In the selection of varieties the following factors should be considered: (1) Time of maturity. Earliness is often an important matter. (2) The size of the bulb. (3) Color of the bulb. The eastern markets prefer yellow and white onions, although a considerable, quantity of red onions is grown and sold in the East. Red onions sell best in the Middle West. (4) The shape of the bulb. Globular-shaped onions are preferred on all markets. (5) The quality of the bulbs. The foreign types are known to be milder and more tender than the domestic sorts. (6) Keeping qualities. American onions keep much better than the foreign types. (7) Soil adaptation. (U. S. D. A. Farmers' Bulletin 354, p. 29.) Yellow and red onions are especially well adapted to muck soils. Red and brown varieties thrive on prairie soils, and all classes do well on sandy loams and light soils. Bermuda, Spanish, and Egyptian types flourish on the deep, rich alluvial soils. (8) The yielding power. Some varieties produce many more bushels an acre than others. (9) Climatic adaptation. (10) Shipping qualities, or the degree of injury or damage sustained from bruises. (11) Purpose for which the onions are grown, whether for large bulbs, pickling or bunching.

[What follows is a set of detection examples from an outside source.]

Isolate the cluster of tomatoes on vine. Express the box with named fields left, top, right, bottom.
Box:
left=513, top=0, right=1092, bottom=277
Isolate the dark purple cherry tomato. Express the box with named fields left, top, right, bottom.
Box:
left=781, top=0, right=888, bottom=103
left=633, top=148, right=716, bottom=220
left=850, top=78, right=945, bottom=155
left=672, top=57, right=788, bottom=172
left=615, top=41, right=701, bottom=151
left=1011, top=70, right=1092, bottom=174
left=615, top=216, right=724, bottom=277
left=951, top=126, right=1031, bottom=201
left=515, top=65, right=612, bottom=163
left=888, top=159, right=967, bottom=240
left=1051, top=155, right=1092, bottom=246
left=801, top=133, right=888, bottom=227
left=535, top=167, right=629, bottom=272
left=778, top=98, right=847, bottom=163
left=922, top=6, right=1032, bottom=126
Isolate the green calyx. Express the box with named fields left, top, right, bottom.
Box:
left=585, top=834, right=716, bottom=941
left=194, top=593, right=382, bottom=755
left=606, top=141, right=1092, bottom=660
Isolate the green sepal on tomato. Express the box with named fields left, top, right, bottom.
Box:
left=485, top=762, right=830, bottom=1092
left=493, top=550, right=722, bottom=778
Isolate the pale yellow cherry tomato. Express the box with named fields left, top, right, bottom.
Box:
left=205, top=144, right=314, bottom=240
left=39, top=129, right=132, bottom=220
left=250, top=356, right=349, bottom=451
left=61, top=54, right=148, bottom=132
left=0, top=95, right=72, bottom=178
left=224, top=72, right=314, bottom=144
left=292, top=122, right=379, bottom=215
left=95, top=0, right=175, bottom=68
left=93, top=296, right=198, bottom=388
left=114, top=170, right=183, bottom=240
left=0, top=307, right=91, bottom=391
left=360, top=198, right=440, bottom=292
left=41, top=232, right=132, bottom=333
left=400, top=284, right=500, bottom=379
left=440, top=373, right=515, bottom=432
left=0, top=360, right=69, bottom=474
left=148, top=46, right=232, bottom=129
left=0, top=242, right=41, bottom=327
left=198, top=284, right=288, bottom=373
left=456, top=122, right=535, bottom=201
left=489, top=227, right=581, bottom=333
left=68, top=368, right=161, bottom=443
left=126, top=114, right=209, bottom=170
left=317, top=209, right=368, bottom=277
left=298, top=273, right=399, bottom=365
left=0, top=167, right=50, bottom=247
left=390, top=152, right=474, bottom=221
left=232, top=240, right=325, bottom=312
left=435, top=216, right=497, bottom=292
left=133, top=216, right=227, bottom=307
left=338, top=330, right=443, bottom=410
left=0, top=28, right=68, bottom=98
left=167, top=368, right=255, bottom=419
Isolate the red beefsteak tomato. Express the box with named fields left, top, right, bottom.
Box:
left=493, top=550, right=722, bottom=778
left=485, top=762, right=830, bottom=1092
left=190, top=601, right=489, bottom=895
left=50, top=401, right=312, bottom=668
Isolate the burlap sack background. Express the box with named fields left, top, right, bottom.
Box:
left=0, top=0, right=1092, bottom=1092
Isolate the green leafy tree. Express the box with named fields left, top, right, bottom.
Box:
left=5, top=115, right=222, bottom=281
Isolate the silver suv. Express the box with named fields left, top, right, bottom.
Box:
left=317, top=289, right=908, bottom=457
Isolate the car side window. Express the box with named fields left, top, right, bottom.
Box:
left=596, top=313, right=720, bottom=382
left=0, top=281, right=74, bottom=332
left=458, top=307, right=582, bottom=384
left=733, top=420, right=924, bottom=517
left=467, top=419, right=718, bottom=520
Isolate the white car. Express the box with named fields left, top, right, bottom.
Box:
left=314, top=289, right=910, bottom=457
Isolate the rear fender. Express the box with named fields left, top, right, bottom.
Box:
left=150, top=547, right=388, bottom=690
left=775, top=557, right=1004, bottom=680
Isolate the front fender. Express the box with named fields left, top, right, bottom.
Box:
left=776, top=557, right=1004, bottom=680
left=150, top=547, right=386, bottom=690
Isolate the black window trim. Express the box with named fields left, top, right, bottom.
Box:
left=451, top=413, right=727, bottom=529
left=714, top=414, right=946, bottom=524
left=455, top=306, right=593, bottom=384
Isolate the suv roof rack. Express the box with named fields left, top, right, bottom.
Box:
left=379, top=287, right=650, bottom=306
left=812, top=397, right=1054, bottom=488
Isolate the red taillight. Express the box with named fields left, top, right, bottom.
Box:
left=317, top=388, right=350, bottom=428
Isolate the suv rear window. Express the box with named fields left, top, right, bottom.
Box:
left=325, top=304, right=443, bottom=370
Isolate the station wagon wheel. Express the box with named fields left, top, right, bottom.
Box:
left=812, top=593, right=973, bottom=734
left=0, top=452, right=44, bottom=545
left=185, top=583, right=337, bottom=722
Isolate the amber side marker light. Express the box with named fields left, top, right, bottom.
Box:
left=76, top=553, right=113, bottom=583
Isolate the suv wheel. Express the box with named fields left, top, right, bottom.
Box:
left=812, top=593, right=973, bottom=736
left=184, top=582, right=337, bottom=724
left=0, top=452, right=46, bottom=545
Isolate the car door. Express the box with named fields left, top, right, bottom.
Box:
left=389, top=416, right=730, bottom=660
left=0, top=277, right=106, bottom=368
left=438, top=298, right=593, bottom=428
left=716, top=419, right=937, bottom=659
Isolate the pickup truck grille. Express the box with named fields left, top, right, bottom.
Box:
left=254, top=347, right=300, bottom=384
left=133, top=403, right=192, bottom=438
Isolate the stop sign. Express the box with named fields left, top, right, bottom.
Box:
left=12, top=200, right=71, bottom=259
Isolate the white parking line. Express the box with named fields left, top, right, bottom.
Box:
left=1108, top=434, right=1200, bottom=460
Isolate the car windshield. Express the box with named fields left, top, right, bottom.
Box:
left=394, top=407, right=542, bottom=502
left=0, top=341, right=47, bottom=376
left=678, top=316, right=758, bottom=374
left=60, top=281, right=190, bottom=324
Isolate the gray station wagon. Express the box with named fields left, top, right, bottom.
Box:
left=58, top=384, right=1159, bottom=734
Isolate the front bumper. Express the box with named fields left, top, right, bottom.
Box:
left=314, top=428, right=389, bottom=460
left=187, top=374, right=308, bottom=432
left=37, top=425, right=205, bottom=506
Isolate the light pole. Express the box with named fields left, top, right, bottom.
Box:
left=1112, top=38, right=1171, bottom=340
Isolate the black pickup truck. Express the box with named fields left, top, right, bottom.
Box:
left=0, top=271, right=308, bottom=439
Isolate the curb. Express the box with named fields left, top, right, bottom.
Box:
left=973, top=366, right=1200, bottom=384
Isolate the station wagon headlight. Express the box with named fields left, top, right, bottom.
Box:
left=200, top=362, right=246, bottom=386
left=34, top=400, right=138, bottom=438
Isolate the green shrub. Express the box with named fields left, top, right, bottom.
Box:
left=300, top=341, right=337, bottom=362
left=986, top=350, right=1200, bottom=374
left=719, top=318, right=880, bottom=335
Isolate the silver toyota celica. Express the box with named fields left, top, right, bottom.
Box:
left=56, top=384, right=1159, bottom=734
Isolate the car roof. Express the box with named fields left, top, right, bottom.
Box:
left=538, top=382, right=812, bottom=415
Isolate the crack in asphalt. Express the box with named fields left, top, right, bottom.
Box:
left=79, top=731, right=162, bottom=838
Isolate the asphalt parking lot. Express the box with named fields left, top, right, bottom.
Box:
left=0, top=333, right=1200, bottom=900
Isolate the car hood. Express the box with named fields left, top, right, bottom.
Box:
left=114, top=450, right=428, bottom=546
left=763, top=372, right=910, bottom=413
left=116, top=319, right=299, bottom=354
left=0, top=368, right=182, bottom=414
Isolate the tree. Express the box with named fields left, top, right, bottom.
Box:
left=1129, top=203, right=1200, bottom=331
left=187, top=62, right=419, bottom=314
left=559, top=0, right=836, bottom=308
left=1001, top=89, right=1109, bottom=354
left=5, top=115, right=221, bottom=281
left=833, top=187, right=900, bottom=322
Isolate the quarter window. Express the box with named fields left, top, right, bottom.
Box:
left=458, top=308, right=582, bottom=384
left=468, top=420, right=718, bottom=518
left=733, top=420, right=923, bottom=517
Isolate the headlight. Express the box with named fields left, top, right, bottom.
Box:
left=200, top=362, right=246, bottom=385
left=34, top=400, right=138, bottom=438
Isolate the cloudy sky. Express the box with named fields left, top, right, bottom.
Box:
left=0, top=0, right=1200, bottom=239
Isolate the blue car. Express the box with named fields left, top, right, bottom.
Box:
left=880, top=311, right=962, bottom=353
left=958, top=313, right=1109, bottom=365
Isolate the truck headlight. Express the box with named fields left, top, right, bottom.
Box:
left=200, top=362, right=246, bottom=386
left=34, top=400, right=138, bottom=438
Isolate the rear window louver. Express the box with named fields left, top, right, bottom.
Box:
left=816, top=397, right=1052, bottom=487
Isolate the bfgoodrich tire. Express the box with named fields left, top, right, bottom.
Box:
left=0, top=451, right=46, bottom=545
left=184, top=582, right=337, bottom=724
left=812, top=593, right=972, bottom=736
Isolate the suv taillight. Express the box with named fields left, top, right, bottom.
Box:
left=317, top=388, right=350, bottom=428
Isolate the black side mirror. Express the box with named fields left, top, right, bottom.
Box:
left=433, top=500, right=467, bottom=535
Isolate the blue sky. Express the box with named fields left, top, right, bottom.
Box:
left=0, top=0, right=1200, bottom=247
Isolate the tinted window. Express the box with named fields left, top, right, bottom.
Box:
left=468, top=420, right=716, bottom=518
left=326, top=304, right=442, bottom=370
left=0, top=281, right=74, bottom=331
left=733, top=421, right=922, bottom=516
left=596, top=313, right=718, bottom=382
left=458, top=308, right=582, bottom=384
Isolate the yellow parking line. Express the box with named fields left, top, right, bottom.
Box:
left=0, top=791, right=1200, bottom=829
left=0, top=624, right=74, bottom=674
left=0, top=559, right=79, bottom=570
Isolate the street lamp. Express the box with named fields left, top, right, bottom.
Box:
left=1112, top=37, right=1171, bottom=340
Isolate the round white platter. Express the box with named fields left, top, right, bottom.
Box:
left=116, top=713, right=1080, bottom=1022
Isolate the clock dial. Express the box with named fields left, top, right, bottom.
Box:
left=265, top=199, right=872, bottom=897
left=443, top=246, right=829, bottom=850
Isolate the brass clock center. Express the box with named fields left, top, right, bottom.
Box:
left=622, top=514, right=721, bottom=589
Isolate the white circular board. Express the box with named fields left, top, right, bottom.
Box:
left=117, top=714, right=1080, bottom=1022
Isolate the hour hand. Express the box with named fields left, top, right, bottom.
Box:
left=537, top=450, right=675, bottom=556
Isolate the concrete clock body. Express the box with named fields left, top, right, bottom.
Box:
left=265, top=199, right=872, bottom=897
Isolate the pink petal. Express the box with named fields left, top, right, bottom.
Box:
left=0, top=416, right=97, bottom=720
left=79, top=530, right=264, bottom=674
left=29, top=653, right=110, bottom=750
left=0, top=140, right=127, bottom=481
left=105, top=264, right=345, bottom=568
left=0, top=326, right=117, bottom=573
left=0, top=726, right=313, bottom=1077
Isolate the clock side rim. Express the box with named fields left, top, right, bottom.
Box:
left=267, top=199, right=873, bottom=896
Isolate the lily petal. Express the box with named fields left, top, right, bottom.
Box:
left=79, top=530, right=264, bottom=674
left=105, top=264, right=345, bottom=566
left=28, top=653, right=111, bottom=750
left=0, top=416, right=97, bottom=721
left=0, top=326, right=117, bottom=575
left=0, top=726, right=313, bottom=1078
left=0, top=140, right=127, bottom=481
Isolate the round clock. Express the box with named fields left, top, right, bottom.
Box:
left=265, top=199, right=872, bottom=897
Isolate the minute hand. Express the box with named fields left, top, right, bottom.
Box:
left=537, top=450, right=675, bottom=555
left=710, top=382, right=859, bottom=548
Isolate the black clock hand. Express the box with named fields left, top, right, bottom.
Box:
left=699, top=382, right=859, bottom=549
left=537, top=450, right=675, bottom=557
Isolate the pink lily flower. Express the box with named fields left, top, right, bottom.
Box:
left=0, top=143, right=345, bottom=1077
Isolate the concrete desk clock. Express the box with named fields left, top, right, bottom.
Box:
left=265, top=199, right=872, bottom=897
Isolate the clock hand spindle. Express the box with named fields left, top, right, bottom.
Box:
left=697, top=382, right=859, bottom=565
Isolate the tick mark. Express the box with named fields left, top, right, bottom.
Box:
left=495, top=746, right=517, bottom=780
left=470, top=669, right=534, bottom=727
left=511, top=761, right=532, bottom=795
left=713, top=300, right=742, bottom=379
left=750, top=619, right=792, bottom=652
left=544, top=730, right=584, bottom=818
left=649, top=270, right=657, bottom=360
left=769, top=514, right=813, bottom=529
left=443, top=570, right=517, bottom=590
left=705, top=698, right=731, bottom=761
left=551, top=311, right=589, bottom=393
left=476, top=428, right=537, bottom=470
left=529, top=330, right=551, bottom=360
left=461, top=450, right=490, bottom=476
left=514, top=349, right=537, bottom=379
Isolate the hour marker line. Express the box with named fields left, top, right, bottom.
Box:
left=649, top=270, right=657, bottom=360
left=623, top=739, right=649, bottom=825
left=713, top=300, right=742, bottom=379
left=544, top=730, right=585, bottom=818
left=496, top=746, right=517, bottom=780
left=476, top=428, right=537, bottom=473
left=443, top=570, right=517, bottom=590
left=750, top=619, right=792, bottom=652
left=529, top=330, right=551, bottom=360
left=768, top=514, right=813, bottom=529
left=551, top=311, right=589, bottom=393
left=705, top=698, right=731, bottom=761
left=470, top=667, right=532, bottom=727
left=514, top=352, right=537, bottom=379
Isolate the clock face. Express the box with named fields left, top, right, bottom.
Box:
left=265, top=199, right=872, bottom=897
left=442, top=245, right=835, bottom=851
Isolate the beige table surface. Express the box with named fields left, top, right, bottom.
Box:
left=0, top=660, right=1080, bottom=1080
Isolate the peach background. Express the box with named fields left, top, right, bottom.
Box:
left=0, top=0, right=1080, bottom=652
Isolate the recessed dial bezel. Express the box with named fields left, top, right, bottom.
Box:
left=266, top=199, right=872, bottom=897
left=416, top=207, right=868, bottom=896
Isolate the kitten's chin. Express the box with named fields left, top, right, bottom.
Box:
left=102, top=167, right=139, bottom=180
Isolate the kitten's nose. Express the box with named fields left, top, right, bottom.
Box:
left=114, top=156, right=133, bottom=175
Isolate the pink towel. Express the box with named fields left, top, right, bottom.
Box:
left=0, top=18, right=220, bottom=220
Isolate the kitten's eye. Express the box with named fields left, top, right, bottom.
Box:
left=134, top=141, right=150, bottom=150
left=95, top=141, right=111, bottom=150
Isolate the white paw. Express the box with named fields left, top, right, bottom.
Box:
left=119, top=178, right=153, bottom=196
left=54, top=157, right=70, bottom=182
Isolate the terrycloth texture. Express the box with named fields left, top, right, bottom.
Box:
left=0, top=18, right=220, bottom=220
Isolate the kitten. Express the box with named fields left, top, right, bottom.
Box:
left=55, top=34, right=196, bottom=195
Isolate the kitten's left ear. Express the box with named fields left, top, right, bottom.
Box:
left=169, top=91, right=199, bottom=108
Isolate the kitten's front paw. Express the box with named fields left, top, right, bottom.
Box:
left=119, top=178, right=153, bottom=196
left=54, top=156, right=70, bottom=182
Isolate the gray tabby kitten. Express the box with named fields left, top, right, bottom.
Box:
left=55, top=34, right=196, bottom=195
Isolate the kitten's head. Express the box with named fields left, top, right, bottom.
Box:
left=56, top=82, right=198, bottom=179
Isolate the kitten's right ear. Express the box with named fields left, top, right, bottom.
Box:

Danvers (Danvers Yellow, Round Yellow Danvers, Yellow Globe Danvers) is the most largely grown of the yellow onions. It is produced extensively in nearly all regions where the crop is grown from seed sown in the open ground. The bulbs are solid and of good form, although not so distinctly globular as some other varieties. Danvers is an old sort that has been very popular for many years.
South port Yellow Globe is grown to a great extent in many sections. The bulbs are larger and more globular in form than Danvers. It is an attractive sort and a good keeper.